I grew up in Berlin in a strictly kosher home. I was often reminded by my mother that we don’t eat pork, bacon or ham. However, my father while he was fully supportive of my mother’s kosher home, owning a non-kosher Hungarian restaurant located on one of Berlin’s main streets, did not observe the dietary laws. Very frequently after school and on my way home, I would stop at the restaurant and do my homework in the corner of my father’s restaurant. There I was engulfed by the tantalizing aroma of Hungarian pork goulash, chicken paprikacz, paprika schnitzel and so many other mouthwatering Hungarian specialties that my father’s restaurant was famous for. Regardless of the temptations, I always obeyed my mother’s advice that we were not allowed to eat pork, ham or bacon. In fact many years later when I met someone who had eaten in the Eszterhazy Keller, he expressed great pity for me that I had missed the experience of tasting the many wonderful Hungarian specialties that were served to the guests there.
Ironically, many years later after having escaped from Europe during the war, history repeated itself in my life. A few years after I had successfully opened my own advertising agency in New York, I was fortunate to have landed what was eventually to become my largest account in the agency.
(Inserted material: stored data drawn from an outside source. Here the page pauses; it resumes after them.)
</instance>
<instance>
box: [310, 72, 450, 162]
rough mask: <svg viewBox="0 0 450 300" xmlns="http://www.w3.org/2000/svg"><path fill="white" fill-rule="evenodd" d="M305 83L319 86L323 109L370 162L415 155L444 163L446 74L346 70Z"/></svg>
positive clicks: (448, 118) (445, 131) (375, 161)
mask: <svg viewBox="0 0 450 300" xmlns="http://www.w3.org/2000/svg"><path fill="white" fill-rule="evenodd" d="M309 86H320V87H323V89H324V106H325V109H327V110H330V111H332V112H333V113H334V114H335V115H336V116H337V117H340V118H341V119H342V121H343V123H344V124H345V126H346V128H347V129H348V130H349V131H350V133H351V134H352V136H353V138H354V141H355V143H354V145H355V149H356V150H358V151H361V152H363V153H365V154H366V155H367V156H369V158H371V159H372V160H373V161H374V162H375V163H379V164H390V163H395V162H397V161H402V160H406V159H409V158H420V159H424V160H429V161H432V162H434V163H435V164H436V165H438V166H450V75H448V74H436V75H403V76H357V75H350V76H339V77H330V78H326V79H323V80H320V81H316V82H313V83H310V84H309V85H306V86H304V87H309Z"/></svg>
I was awarded the Polish ham industry’s advertising account, entrusting me with the promotion of their ham products in the U.S. Although no longer observing the dietary laws such as meats that have been through the “koshered” process or mixing dairy with meat, I still would not eat any kind of pork product, even while serving in the Army. My mother’s often repeated words were always running through my mind… “we don’t eat ‘ chaser’ (pork)”. My Polish clients quickly realized that I, a nice Jewish boy, had never tasted ham and obviously never even tasted their products. Often asking me how it is possible to create campaigns for a product that I have never even tasted. However respecting my kosher upbringing, they were amused and marveled that I was able to create highly effective and prize-winning advertising. In fact, when they were entertaining me in Warsaw, they made sure that the dishes I ordered did not contain pork. My agency’s efforts in the many years of our association helped them triple their volume in sales and earned me a medal from the Polish government.
Now, after so many years, I realize what I always was aware of: it’s not easy to be a Jew and certainly more difficult if you have been brought up to observe kosher dietary laws. Just look how I missed out on the many fabulous free meals which I could have enjoyed in my father’s restaurant. And imagine that for over 35 years that I handled the advertising of Polish ham, I missed out on all the free hams available to me. But I also realize what a special gift my mother gave me by letting me know of my kosher heritage.
Luckily my agency also promoted Polish vodka. Gratefully there is no restriction on vodka. No little voice from the past prevented me from enjoying a drink now and then.